Abstract

The proliferation of Unmanned Aircraft Systems (UAS) in the United States National Airspace System (NAS) has resulted in an increasing number of close encounters between manned aircraft and UAS, which correlates with the increasing number of remote pilots in the Federal Aviation Administration (FAA) airmen database. This research explores spatial patterns of registered airmen using Geographic Information Systems (GIS) analyses that provide notable spatial distribution patterns of pilots and how they relate to UAS sightings and airspace categories. The application of GIS to these aviation data may assist safety practitioners with identifying geographic patterns, areas of higher risk, and ultimately improve safety management. The authors analyzed publicly available airmen data to examine spatial distribution patterns, data correlations, and inferences. Airmen addresses were first geocoded into ArcPro 10.4 GIS software as a vector data layer containing attribute values of the database.

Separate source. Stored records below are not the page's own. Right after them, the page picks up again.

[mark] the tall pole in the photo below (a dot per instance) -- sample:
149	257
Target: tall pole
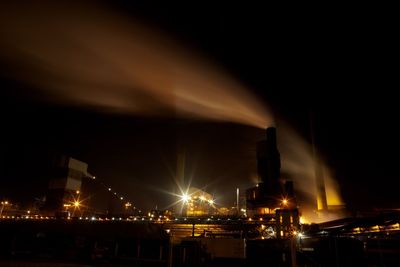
237	200
322	203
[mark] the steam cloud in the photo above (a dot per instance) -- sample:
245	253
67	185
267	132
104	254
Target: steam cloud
86	55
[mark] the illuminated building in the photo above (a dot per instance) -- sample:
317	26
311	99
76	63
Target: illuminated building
272	198
198	203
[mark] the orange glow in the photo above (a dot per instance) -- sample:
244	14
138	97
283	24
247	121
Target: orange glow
79	45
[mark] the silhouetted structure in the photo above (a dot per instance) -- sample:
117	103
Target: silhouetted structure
271	193
65	184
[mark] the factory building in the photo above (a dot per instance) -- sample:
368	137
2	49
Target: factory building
64	189
198	203
272	199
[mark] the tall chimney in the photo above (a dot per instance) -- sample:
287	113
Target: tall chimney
268	161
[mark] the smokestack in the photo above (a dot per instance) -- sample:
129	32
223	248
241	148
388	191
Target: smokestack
268	161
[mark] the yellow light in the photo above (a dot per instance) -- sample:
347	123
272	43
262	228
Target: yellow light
185	197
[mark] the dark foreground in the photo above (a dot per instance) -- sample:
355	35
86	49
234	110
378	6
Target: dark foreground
62	243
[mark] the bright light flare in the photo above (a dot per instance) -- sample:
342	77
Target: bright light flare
185	198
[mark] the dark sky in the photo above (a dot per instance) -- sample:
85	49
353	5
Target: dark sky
338	62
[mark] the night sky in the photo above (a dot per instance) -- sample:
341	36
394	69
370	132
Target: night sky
338	63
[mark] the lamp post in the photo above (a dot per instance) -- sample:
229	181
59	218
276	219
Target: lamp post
3	205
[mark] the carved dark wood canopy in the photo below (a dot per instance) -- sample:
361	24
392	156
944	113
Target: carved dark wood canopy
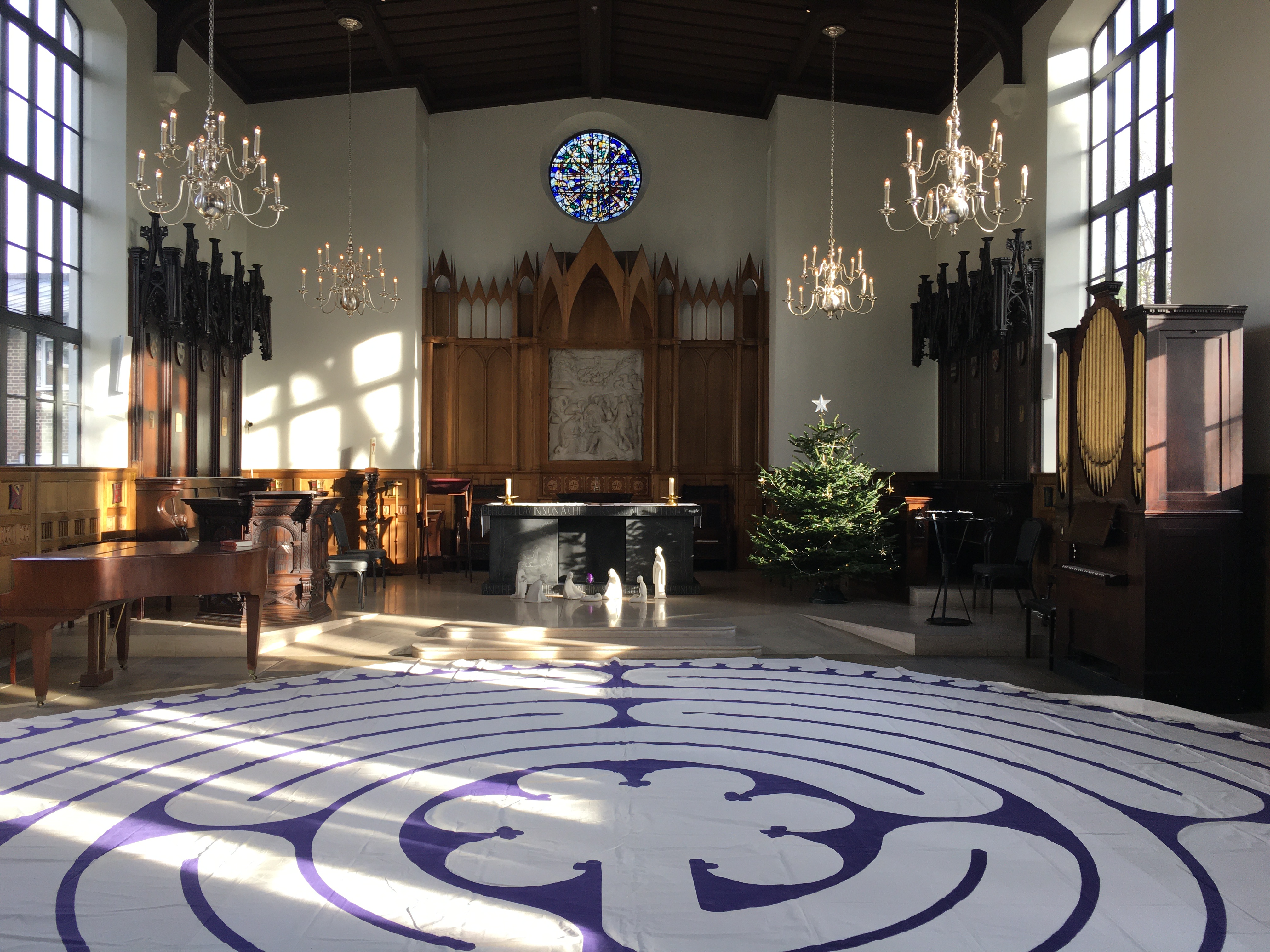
729	56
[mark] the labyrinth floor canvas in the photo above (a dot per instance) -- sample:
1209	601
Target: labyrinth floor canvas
665	807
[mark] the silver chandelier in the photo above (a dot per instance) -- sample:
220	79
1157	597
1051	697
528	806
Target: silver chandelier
351	275
831	281
216	196
963	199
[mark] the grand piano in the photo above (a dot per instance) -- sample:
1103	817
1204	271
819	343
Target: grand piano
60	587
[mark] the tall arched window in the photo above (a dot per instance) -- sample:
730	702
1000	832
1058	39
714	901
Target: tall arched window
41	202
1132	156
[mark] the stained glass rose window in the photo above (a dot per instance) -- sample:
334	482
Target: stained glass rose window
595	177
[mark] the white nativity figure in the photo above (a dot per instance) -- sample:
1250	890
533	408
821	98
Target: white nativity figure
571	588
658	574
614	589
523	582
642	594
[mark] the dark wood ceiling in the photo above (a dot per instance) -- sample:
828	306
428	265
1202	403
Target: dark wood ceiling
728	56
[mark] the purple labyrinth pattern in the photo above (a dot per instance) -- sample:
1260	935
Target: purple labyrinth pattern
735	805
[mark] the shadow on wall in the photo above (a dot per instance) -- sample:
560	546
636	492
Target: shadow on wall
319	422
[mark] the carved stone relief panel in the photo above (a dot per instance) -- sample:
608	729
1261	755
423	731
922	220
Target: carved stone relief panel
596	405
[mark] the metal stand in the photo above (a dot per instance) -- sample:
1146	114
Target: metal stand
941	522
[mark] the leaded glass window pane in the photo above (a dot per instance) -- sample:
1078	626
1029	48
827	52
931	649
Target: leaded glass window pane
43	78
1131	158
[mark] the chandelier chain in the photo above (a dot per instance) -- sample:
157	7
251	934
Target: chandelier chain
834	110
350	35
211	55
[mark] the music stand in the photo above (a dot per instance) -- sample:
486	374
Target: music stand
944	525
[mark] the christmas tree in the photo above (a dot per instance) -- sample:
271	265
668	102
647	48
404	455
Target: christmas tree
828	522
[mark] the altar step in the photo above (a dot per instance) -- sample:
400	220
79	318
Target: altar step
455	642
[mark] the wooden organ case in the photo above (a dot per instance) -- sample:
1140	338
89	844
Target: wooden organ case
493	408
1150	502
192	326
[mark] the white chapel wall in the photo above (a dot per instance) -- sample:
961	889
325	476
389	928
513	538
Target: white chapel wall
336	382
1221	205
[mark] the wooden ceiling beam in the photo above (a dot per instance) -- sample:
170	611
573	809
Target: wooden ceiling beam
369	17
596	32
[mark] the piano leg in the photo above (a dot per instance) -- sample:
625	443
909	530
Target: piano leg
41	650
121	637
253	631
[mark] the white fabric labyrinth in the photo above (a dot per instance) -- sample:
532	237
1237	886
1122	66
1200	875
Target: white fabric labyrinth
665	807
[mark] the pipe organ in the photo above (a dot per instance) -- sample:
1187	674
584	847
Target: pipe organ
1147	542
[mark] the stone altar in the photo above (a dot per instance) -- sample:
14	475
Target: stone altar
557	539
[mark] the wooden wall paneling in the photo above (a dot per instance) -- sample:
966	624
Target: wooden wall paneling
599	299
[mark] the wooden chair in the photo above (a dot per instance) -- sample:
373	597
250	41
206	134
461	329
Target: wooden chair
461	492
1016	573
350	562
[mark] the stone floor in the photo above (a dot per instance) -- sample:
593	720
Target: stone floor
776	617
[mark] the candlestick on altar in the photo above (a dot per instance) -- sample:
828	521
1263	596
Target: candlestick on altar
507	492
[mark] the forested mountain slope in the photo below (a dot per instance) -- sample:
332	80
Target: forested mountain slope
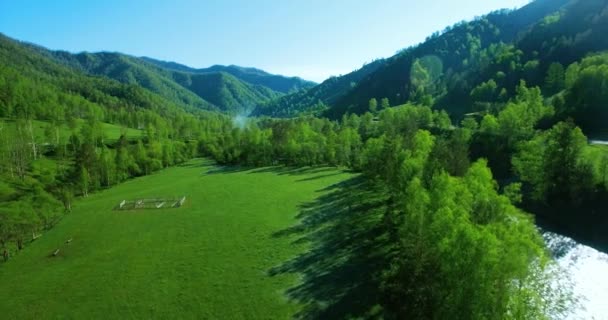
469	67
316	99
252	76
228	89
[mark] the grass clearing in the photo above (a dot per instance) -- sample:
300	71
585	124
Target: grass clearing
112	132
211	259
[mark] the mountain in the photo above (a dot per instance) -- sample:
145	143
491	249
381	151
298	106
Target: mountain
252	76
229	89
450	68
503	47
34	85
316	99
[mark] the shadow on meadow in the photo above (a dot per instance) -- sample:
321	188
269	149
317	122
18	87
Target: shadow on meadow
280	170
340	272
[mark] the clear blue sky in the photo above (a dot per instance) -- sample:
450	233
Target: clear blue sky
313	39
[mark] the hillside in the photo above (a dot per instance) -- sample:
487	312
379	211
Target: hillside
178	261
316	99
229	89
505	46
252	76
500	48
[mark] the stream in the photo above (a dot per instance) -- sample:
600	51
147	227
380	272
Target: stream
588	270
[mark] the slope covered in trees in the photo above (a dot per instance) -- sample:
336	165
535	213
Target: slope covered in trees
436	220
315	100
229	89
252	76
471	66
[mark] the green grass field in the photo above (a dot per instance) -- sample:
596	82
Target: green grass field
112	132
211	259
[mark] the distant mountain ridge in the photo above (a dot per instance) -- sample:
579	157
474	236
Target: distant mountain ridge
502	48
253	76
229	89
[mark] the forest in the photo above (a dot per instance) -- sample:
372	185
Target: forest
465	139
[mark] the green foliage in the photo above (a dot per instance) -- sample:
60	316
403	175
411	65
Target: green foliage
553	164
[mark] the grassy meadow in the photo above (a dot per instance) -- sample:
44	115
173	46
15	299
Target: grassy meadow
226	254
112	132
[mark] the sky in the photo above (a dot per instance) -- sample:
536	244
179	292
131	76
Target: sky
312	39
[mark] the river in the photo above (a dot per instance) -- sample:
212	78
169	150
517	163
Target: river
588	270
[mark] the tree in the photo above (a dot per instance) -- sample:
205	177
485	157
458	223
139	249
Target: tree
373	105
384	104
552	163
555	80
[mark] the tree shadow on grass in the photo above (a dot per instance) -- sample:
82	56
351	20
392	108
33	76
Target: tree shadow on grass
348	251
280	170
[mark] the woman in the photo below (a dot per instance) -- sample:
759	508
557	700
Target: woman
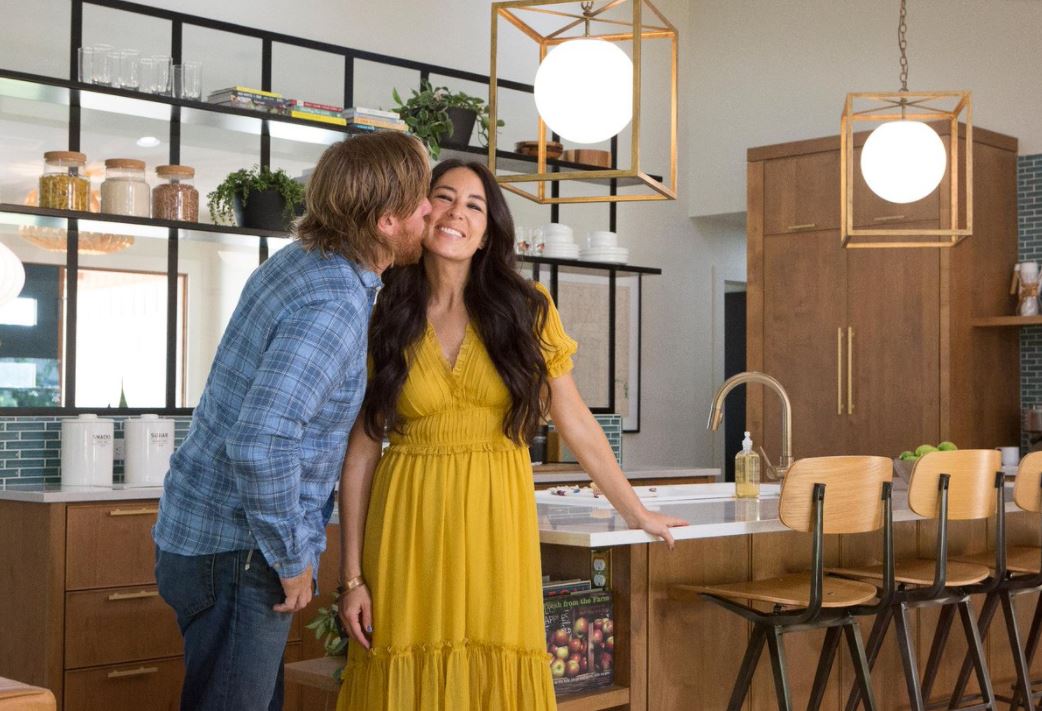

The spatial analysis tool set was then utilized to establish clustering, density patterns, and spatial relationships between various categories of registered airmen. These density analyses revealed implicitly that commercial registered pilots tend to have the highest clustering near major commercial use controlled airspace, yet registered remote (UAS) pilots are also clustered in these and other densely populated areas. UAS sighting data were also geocoded using zip code values of the reported city to potentially correlate UAS sighting with registered remote pilots, yet the lack of spatial precision in the database made establishing any type of spatial relationship ineffective. The implicit spatial relationships between commercial and remote registered pilots revealed further research is needed to integrate UAS safely and effectively into the national airspace. The poor quality of UAS sighting data also demonstrates the need to better utilize GIS to monitor and track UAS flights within the context of an Unmanned Traffic Management System.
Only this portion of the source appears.